Center for a Secure Retirement
When to Consider a Secondary or Tertiary Beneficiary

When to Consider a Secondary or Tertiary Beneficiary

Life insurance can help you financially protect your loved ones and leave a legacy. Deciding where the proceeds from your policy will go by naming a life insurance beneficiary is an important part of setting up your plan.

On top of naming a primary beneficiary, you may want to consider adding contingent beneficiaries who would receive the death benefit in the event that the primary beneficiary is unable to do so. You can name a secondary beneficiary, and in some circumstances you may want to select a tertiary beneficiary to ensure that your intentions for the money you leave behind are carried out.

What Is a Life Insurance Beneficiary?

When you set up a new policy, you will likely be required to name a primary beneficiary. People typically name someone who would need the death benefit to mitigate the financial impact of the policyholder's absence or someone who will be entrusted with taking care of the financial obligations that the policyholder will leave behind. A beneficiary might be a spouse, a child or someone who will manage assets from the policyholder's estate, such as a house with a mortgage. Organizations such as charities, alma maters or houses of worship can also be designated as beneficiaries.

Your policy will require information about your beneficiaries, such as their full names, Social Security or tax ID numbers and dates of birth. The primary beneficiary will be the person or entity who will receive the death benefit from your policy if you die. You can change beneficiaries at any time, and no one can decide for you who your beneficiaries should be or the order in which they will inherit their portions of the benefit.

Why Choose a Secondary or Tertiary Beneficiary?

When you set up your policy, you may want to have a back-up plan in case a primary beneficiary is unable to accept the inheritance you leave them. This can occur if a beneficiary:

  • Declines the inheritance.
  • Is deceased at the time of the policyholder's death.
  • Is not legally able to accept the funds.
  • Cannot be located after reasonable effort.

The back-up for your primary beneficiary is called a secondary beneficiary, and the back-up for your secondary beneficiary is called a tertiary beneficiary. Naming a secondary or tertiary beneficiary will have no impact on what the primary beneficiary inherits, but it can help ensure that the death benefit of your policy goes to someone you choose.

Alternatives to Consider

The process of dispersing life insurance proceeds as planned can be complicated by several factors. For example, there might be tax issues regarding your estate or other debt concerns that make it difficult for someone to inherit what you intended. Or the law might dictate that money from a policy cannot be released directly to a beneficiary and must go to a conservator or guardian instead.
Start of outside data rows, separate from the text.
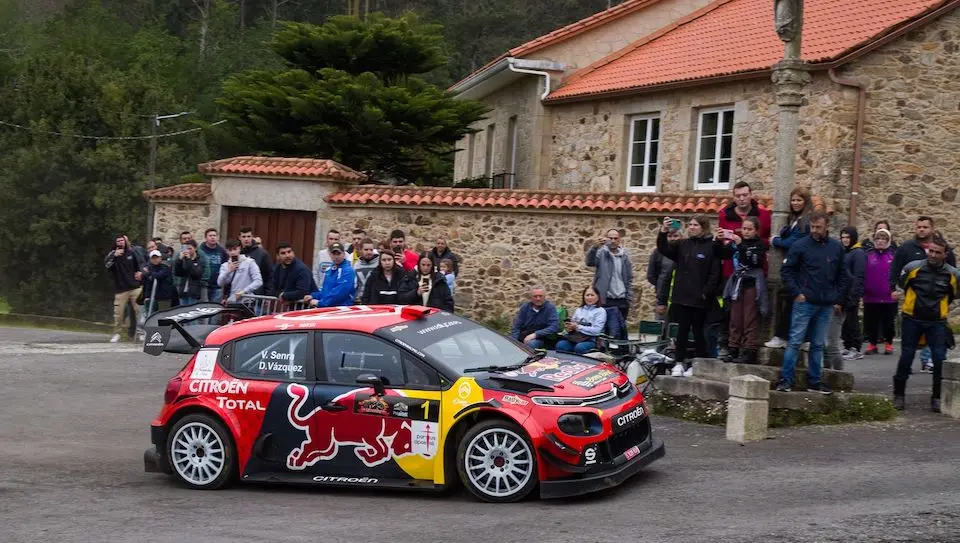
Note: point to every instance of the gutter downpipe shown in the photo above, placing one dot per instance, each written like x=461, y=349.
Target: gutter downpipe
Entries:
x=511, y=63
x=858, y=143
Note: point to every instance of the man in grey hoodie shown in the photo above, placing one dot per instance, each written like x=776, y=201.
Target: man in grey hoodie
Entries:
x=240, y=274
x=613, y=274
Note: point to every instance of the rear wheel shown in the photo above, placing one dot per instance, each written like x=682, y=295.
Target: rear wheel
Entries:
x=496, y=462
x=201, y=453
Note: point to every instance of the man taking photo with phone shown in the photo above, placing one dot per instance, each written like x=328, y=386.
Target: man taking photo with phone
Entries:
x=239, y=275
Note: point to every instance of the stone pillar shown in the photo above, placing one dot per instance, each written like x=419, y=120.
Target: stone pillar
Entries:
x=748, y=409
x=950, y=389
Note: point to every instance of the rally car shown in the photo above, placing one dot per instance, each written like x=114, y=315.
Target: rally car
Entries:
x=388, y=396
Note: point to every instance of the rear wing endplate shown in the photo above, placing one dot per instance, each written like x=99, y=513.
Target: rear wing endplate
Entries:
x=160, y=327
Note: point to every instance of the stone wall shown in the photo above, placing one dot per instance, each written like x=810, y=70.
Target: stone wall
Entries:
x=911, y=158
x=590, y=140
x=504, y=252
x=171, y=218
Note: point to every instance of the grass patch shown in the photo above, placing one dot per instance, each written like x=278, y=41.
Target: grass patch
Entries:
x=839, y=409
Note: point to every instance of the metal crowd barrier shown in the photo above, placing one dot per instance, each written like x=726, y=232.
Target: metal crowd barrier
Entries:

Selecting a secondary or tertiary beneficiary is not the only way to help ensure that loved ones or worthy causes receive what you plan to leave behind, nor is it always the most ideal way. Some people navigate these issues by naming their estate, a living trust or an irrevocable life insurance trust (ILIT) as a primary beneficiary and leaving instructions in a will or trust document.

Having a trust as your life insurance beneficiary can make estate tax issues less of an obstacle to dispersing the full value of your policy proceeds to heirs. If the documentation is properly set up with legal and financial professionals, it can dictate the order of inheritance (primary, secondary, tertiary, etc.) and ensure that the funds are dispersed according to this order and any other requirements you specify.

Keeping Your Beneficiaries Current

Regardless of how you choose to name beneficiaries and set up your affairs, keep your policy paperwork up to date. Your insurance company will follow the line of contingency by not dispersing funds to heirs unless other named beneficiaries with prior standing are unable to accept the money. If you find that a beneficiary is no longer a viable candidate to receive your policy proceeds, you can work with your provider to adjust your beneficiaries list accordingly.